I originally posted this on Starburst's blog, as part of a series I've been publishing on Iceberg.
TL;DR
Apache Iceberg is an open source table format that brings database functionality to object storage such as S3, Azure’s ADLS, Google Cloud Storage and MinIO. This allows an organization to take advantage of low-cost, high performing cloud storage while providing data warehouse features and experience to their end users without being locked into a single vendor.
What is Apache Iceberg?
Apache Iceberg is a table format, originally created by Netflix, that provides database type functionality on top of object stores such as Amazon S3. Iceberg allows organizations to finally build true data lakehouses in an open architecture, avoiding vendor and technology lock-in.
The excitement around Iceberg began last year and has greatly increased in 2022. Most of the customers and prospects I speak with on a weekly basis are either considering migrating their existing Hive tables to it or have already started. They are excited a true open source table format has been created with many engines both open source and proprietary jumping on board.
Advantages of Apache Iceberg
One of the best things about Iceberg is the vast adoption by many different engines. In the diagram below, you can see many different technologies can work the same set of data as long as they use the open-source Iceberg API. As you can see, the popularity and work that each engine has done is a great indicator of the popularity and usefulness that this exciting technology brings.

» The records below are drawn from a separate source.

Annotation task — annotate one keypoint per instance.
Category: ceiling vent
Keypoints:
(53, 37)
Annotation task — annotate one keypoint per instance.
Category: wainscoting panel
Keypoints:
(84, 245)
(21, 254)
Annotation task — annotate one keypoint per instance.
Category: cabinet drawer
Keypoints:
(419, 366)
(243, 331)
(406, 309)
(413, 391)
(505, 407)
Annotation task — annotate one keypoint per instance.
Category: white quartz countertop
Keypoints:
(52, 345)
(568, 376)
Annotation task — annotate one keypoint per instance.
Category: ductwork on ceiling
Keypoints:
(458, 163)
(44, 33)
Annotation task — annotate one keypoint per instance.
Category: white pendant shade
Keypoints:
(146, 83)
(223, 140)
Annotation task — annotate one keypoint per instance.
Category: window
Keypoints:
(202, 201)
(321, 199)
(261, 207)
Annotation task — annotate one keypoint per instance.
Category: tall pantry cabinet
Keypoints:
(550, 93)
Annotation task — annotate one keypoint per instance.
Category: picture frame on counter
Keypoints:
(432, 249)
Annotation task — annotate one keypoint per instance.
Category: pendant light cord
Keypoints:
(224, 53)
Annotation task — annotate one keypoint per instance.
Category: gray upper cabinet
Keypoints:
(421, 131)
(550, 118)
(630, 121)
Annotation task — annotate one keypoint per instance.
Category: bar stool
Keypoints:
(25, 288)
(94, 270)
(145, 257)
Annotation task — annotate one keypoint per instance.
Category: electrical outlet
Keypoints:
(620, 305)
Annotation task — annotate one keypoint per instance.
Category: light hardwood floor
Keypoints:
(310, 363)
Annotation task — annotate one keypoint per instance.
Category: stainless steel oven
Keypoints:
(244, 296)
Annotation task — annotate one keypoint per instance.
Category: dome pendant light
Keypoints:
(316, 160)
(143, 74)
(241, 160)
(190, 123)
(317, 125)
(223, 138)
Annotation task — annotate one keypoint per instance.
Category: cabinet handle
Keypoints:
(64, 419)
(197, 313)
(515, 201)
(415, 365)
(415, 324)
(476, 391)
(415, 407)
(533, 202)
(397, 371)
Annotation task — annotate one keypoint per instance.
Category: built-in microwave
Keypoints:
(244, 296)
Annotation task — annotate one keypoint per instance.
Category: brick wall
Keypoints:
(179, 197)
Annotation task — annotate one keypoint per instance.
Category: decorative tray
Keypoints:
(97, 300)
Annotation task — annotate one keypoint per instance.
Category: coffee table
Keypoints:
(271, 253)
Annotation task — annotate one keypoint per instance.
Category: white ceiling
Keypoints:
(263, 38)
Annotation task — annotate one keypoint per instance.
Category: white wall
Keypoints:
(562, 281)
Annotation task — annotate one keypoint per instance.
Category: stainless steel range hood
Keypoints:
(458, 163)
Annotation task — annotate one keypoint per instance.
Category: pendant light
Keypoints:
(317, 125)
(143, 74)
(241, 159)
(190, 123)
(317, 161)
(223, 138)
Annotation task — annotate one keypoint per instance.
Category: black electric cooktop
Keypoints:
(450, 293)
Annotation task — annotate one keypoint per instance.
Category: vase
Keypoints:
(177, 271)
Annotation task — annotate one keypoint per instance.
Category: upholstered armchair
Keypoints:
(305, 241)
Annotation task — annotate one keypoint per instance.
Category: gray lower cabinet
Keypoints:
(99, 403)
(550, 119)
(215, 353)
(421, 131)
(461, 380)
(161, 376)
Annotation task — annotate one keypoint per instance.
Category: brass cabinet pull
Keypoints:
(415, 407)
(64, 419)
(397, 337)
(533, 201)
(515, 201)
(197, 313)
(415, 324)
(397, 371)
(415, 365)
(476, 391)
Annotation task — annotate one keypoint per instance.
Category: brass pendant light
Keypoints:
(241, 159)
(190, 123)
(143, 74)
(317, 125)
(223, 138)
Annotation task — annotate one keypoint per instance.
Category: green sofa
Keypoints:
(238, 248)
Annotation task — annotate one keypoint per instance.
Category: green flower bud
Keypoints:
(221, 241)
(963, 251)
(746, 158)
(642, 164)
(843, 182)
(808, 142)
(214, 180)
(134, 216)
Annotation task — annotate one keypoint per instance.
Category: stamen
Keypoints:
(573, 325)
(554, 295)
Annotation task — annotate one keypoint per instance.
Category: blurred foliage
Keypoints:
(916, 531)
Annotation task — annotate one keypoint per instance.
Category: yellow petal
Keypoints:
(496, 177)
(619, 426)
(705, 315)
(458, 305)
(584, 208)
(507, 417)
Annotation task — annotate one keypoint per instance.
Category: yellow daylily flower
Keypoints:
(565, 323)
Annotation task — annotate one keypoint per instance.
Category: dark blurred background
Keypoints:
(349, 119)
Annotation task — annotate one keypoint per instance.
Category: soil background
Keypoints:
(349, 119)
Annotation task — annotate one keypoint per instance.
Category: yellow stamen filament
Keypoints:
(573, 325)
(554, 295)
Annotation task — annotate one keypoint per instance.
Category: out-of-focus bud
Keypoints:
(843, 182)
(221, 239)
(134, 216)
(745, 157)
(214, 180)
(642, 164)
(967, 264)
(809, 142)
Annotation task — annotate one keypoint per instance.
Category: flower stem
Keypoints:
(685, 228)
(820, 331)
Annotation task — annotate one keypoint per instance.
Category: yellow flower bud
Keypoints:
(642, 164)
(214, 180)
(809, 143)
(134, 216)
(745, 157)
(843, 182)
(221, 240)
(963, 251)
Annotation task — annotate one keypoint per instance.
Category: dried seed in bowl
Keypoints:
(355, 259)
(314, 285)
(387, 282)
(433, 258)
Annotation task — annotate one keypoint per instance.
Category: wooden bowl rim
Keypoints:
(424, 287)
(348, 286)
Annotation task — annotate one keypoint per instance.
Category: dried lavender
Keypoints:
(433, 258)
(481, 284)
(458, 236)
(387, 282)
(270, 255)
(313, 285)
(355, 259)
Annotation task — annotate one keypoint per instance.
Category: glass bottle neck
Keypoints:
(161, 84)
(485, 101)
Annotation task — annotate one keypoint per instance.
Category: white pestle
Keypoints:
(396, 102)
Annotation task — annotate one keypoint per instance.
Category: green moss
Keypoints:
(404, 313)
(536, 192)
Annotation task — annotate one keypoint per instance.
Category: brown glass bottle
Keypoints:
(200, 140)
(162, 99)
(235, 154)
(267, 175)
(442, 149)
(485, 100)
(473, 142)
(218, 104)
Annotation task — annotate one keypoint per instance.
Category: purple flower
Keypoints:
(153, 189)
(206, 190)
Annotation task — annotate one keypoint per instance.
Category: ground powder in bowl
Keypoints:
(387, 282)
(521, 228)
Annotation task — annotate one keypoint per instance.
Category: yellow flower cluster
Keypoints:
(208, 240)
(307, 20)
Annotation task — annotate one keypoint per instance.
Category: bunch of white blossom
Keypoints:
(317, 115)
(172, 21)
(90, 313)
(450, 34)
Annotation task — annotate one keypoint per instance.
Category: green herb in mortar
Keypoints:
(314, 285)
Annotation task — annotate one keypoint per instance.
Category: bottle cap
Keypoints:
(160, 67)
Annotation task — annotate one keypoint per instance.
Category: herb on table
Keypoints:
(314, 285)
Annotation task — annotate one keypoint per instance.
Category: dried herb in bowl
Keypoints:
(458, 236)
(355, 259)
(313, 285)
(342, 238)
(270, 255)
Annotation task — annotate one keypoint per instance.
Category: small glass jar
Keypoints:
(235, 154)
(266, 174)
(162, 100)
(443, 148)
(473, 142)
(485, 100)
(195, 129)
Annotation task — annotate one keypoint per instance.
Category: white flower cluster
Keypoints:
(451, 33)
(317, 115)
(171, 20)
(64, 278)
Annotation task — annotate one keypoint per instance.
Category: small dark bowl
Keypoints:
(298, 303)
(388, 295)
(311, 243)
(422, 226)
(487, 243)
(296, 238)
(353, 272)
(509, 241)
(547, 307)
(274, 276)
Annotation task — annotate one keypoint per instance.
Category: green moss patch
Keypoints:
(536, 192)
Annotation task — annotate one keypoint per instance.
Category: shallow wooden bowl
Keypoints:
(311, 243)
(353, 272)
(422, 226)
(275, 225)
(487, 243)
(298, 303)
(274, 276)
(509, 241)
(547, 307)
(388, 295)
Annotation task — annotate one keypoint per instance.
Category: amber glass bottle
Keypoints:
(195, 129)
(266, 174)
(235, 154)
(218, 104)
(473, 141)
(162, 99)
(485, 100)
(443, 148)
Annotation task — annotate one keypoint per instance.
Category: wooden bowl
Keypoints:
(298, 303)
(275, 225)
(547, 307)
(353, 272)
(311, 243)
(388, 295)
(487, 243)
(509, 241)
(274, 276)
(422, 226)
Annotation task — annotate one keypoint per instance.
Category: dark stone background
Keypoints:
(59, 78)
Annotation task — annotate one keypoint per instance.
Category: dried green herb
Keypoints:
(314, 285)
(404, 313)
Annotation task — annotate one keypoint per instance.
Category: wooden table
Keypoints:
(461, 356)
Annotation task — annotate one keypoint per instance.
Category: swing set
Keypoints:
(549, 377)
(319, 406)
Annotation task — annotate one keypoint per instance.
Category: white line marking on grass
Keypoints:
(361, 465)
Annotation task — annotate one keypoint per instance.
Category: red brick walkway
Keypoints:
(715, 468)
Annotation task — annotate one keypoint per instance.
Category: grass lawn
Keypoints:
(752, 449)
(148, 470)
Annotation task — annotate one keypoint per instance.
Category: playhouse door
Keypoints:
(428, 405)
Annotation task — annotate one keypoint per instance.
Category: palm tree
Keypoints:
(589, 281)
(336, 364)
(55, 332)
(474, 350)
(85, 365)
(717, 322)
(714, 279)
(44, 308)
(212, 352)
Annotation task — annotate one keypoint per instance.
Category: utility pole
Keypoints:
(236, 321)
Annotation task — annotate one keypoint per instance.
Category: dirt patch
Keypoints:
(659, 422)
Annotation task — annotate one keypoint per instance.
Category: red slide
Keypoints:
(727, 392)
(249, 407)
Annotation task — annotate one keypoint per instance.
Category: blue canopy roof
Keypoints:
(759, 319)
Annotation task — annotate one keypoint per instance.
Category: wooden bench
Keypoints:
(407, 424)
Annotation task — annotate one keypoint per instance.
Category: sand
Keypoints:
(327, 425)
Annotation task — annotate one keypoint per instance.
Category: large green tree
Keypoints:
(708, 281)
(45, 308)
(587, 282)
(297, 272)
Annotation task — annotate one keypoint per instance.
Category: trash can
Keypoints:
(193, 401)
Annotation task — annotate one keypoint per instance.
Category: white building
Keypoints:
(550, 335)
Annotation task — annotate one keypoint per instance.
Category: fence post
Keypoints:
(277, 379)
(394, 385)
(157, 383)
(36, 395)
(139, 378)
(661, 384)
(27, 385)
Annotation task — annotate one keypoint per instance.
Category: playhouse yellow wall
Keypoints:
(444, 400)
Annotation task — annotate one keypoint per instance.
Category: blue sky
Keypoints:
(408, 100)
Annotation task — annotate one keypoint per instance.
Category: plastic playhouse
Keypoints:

With more and more technologies jumping on board, Iceberg isn’t a passing fad. It has been growing in popularity, not only because of how useful it is, but also because it’s truly an open source table format, many companies have contributed and helped improve the specification making it a true community based effort.
Here is a list of the many features Iceberg provides:
- Choose your engine: As you can see from the diagram above, there are many engines that support Iceberg. This offers the ultimate flexibility to own your own data and choose the engine that fits your use cases.
- Avoid Data Lock-in: The data Iceberg and these engines work on, is YOUR data in YOUR account which avoids data lock-in.
- Avoid Vendor Lock-out: Iceberg metadata is always available to all engines. So you can guarantee consistency, even with multiple writers.
- DML (modifying table data): Modifying data in Hadoop was a huge challenge. With Iceberg, data can easily be modified to adhere to use cases and compliance such as GDPR.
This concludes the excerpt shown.